Chebyshev-Optimized Newton-Schulz (CANS) Method

Updated 14 November 2025

CANS is a polynomial-iteration framework that combines the traditional Newton–Schulz method with Chebyshev-optimality to adapt to spectral properties for matrix function approximation.
It significantly improves convergence rates and reduces computational time in applications like deep learning optimizers and large-scale numerical linear algebra by leveraging efficient matrix multiplications.
Using techniques such as the Remez algorithm for higher-degree polynomials, CANS offers exponential error reduction while maintaining scalability on modern parallel architectures.

The Chebyshev-Optimized Newton-Schulz (CANS) method is a polynomial-iteration framework for matrix function approximation, specifically tailored for tasks that involve matrix inversion, inverse square roots, or matrix orthogonalization. It synergistically combines the structure of Newton–Schulz (or Hotelling’s) iteration with the minimax property of Chebyshev polynomials, resulting in a spectrally-aware, highly parallelizable, and computationally efficient approach. CANS has demonstrated measurable improvements in convergence and wall-clock performance for large-scale numerical linear algebra, deep learning optimizers (such as Muon), and constrained optimization on matrix manifolds, among other applications (Grishina et al., 12 Jun 2025, Bergamaschi et al., 2020).

1. Classical Newton–Schulz Iteration and Its Limitations

The Newton–Schulz iteration is a canonical matrix-only method for computing the matrix inverse or its inverse square root, appealing for its exclusive use of matrix multiplications, which are highly efficient on modern parallel computing architectures:

$X_{k+1} = \frac{1}{2} X_k (3I - A X_k^2)$

for the inverse square root problem, converging quadratically provided $\|I - A X_0^2\| < 1$ . The method is also applicable to orthogonalization, where, given a rectangular $X$ , one iterates: $X_{k+1} = \frac{3}{2} X_k - \frac{1}{2} X_k (X_k^T X_k) X_k.$ However, the scalar coefficients (e.g., $\frac{3}{2},-\frac{1}{2}$ ) are fixed as Taylor approximants about the expansion point $t=1$ , and do not adapt to the spectral distribution of the matrix at hand.
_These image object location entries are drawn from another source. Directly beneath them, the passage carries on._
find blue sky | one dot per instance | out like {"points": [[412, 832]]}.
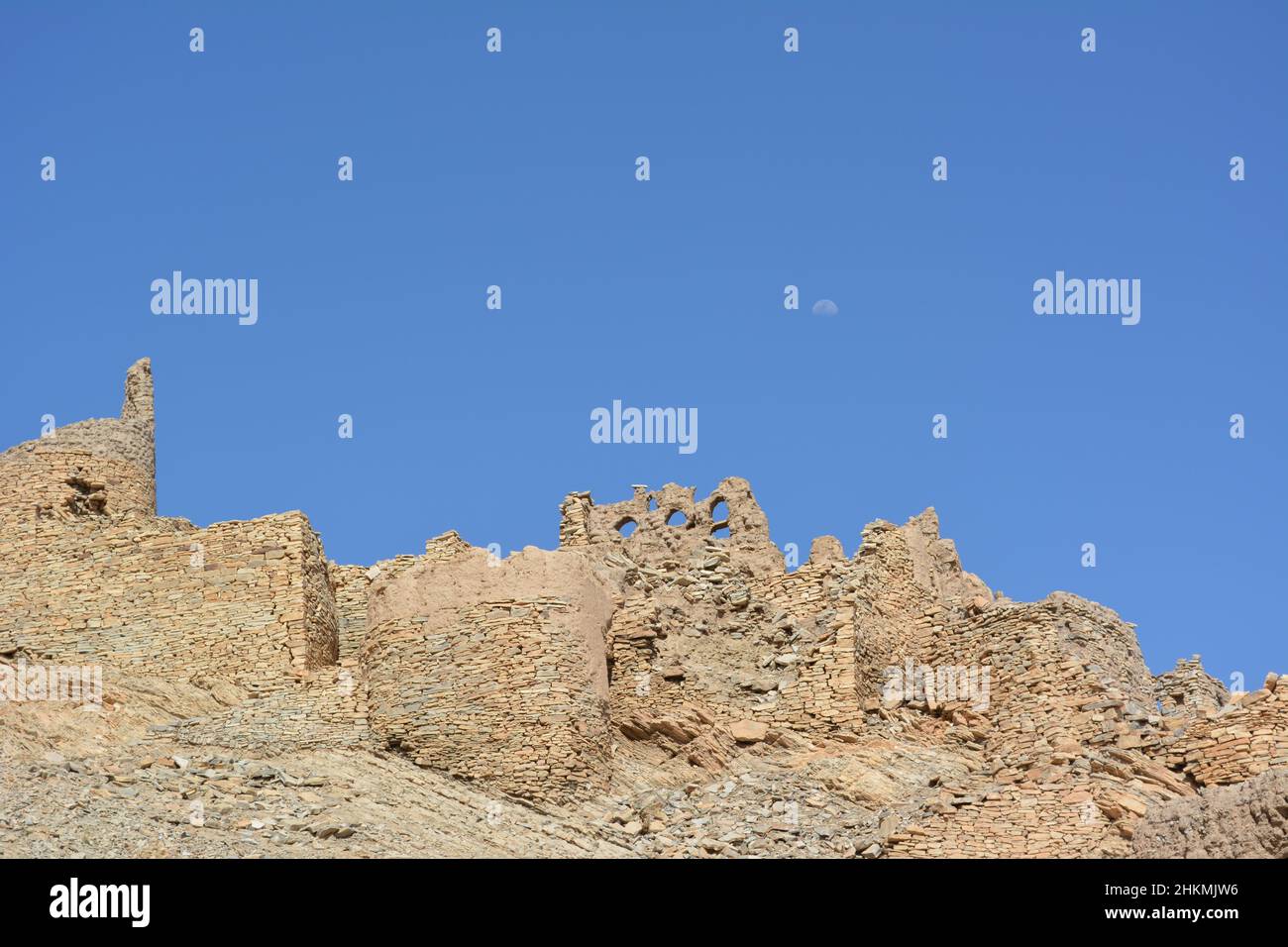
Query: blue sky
{"points": [[768, 169]]}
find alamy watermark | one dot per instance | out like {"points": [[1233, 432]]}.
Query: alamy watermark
{"points": [[179, 296], [936, 684], [1073, 296], [21, 684], [649, 425]]}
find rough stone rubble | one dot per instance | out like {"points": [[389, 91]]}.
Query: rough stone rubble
{"points": [[670, 692]]}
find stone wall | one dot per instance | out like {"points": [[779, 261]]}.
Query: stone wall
{"points": [[325, 707], [494, 671], [1245, 738], [730, 515], [1068, 728], [777, 650], [102, 468], [248, 599], [352, 585], [1189, 690]]}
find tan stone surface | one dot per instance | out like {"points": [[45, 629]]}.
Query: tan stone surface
{"points": [[670, 693]]}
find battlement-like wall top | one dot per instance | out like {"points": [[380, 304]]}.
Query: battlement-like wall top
{"points": [[671, 523]]}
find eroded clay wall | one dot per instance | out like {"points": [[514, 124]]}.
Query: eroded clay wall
{"points": [[777, 650], [494, 671], [101, 468]]}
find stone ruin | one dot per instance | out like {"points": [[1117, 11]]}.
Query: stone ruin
{"points": [[665, 620]]}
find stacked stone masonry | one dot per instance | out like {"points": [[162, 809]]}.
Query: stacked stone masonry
{"points": [[664, 612]]}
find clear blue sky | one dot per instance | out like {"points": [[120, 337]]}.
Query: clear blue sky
{"points": [[768, 169]]}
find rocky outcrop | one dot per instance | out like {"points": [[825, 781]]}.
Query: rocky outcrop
{"points": [[1244, 821]]}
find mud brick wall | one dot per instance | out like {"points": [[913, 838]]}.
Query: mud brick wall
{"points": [[894, 613], [246, 599], [94, 468], [351, 585], [1069, 738], [47, 480], [818, 598], [326, 707], [494, 672], [777, 650], [1244, 740]]}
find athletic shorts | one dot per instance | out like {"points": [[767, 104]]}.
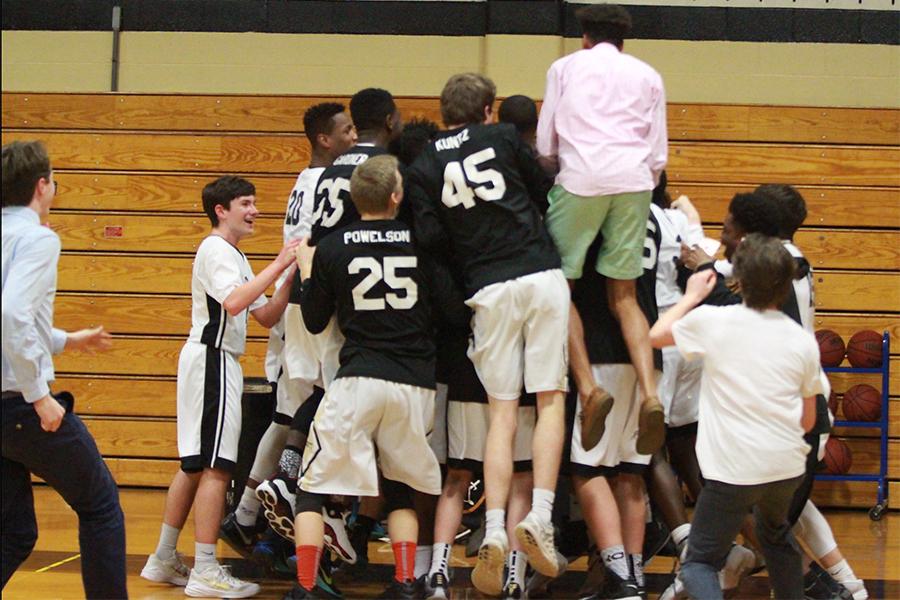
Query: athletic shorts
{"points": [[467, 426], [520, 332], [679, 387], [208, 398], [364, 425], [574, 222], [617, 450], [311, 358]]}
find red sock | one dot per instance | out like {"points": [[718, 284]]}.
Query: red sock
{"points": [[308, 565], [404, 561]]}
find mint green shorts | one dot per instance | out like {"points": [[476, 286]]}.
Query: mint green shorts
{"points": [[574, 222]]}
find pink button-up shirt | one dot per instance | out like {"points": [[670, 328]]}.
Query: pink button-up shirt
{"points": [[604, 119]]}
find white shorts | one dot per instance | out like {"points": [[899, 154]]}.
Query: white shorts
{"points": [[467, 425], [519, 332], [679, 387], [358, 415], [209, 389], [617, 449], [312, 358], [437, 437]]}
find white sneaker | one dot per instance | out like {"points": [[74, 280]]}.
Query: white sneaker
{"points": [[218, 582], [487, 576], [536, 538], [739, 562], [172, 570]]}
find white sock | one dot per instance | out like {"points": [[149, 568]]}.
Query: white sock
{"points": [[517, 564], [542, 504], [204, 556], [842, 572], [248, 508], [423, 560], [168, 540], [614, 559], [440, 559], [494, 519]]}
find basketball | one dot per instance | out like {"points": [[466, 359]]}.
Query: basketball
{"points": [[831, 347], [862, 403], [832, 403], [838, 458], [864, 349]]}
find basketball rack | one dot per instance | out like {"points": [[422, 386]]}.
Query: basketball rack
{"points": [[877, 511]]}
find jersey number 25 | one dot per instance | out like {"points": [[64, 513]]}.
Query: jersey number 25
{"points": [[456, 187], [388, 273]]}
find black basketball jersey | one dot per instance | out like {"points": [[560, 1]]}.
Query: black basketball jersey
{"points": [[383, 294], [475, 193], [332, 206], [602, 333]]}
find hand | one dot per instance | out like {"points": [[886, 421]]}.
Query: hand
{"points": [[51, 413], [684, 204], [700, 285], [304, 254], [89, 340], [694, 257], [285, 258]]}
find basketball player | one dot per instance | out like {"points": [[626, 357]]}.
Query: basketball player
{"points": [[383, 394], [603, 128], [757, 398], [330, 132], [608, 478], [224, 290], [474, 191]]}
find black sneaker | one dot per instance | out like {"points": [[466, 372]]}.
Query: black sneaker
{"points": [[404, 590], [239, 537], [818, 584], [298, 592], [438, 587]]}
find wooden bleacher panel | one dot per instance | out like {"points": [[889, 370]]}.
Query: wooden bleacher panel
{"points": [[130, 168]]}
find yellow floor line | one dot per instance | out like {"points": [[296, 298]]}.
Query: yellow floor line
{"points": [[56, 564]]}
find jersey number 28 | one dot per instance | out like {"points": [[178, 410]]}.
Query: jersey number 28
{"points": [[456, 187], [387, 273]]}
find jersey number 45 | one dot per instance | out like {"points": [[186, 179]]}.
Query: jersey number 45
{"points": [[457, 177]]}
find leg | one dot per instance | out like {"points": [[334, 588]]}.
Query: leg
{"points": [[636, 331], [19, 527], [720, 510]]}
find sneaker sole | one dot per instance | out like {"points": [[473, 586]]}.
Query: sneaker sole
{"points": [[593, 428], [487, 576], [157, 577], [281, 524], [651, 430], [543, 564]]}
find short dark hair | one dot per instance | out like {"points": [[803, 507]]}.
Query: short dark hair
{"points": [[370, 109], [221, 192], [791, 207], [755, 213], [765, 270], [24, 164], [373, 182], [604, 23], [464, 97], [519, 110], [414, 138], [319, 119]]}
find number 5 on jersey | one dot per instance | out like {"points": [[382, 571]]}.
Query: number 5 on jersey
{"points": [[389, 275], [456, 187]]}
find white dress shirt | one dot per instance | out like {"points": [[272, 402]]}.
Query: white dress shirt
{"points": [[30, 258]]}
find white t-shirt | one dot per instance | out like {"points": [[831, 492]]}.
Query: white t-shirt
{"points": [[674, 230], [757, 367], [219, 268]]}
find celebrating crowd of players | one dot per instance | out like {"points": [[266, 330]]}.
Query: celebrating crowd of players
{"points": [[436, 293]]}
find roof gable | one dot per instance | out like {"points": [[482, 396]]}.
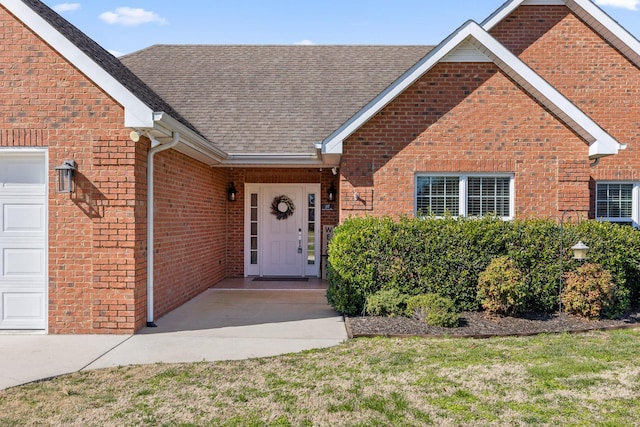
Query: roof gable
{"points": [[600, 142], [586, 10], [95, 62], [270, 100]]}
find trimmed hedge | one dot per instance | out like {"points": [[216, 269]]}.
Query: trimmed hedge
{"points": [[446, 256]]}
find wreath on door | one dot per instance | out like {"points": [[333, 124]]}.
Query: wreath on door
{"points": [[282, 207]]}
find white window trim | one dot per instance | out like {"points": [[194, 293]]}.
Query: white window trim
{"points": [[463, 193], [635, 206]]}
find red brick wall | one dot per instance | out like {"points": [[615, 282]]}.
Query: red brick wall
{"points": [[588, 71], [463, 118], [240, 176], [190, 229], [95, 250]]}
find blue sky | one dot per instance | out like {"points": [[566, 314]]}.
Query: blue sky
{"points": [[124, 26]]}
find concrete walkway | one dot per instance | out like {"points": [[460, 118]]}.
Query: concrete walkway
{"points": [[233, 320]]}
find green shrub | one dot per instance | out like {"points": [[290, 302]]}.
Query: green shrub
{"points": [[501, 288], [445, 256], [387, 302], [433, 309], [534, 245], [590, 292]]}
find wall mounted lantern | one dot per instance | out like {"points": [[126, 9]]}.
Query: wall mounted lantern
{"points": [[232, 192], [580, 251], [66, 176], [331, 193]]}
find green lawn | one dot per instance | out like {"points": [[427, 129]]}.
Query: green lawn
{"points": [[583, 380]]}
This lack of spectral adaptivity imposes limitations on convergence speed and error uniformity, especially in cases where the eigenvalues of the input matrix are poorly clustered or widely spread (Grishina et al., 12 Jun 2025, Bergamaschi et al., 2020).

2. Chebyshev-Optimality: Deriving Spectrum-Aware Polynomial Updates

CANS introduces Chebyshev-optimality to the construction of matrix polynomial iterations. For the cubic case, the goal is to find the best odd cubic polynomial $p(x) = \alpha_1 x + \alpha_3 x^3$ minimizing the maximum uniform deviation $\epsilon$ from unity on the spectral interval $[a, b]$ : $\varepsilon = \max_{x\in[a,b]} |p(x) - 1|.$ Applying Chebyshev’s alternance theorem, there exist extremal points $x_0, x_1, x_2$ with alternating error, yielding explicit closed-form optimal coefficients: $a_1 = \frac{2(a^2 + ab + b^2)}{D}, \quad a_3 = -\frac{2}{D}, \ \text{with}\quad D = 2 \left( \frac{a^2 + ab + b^2}{3} \right)^{3/2} + a^2 b + ab^2.$ Thus, the cubic CANS update is: $X_{k+1} = X_k p(X_k^T X_k) = \frac{2}{D} \left( (a^2 + ab + b^2) X_k - X_k (X_k^T X_k) \right).$ This analytic solution is only available in the cubic case; for higher degrees, the construction is performed numerically.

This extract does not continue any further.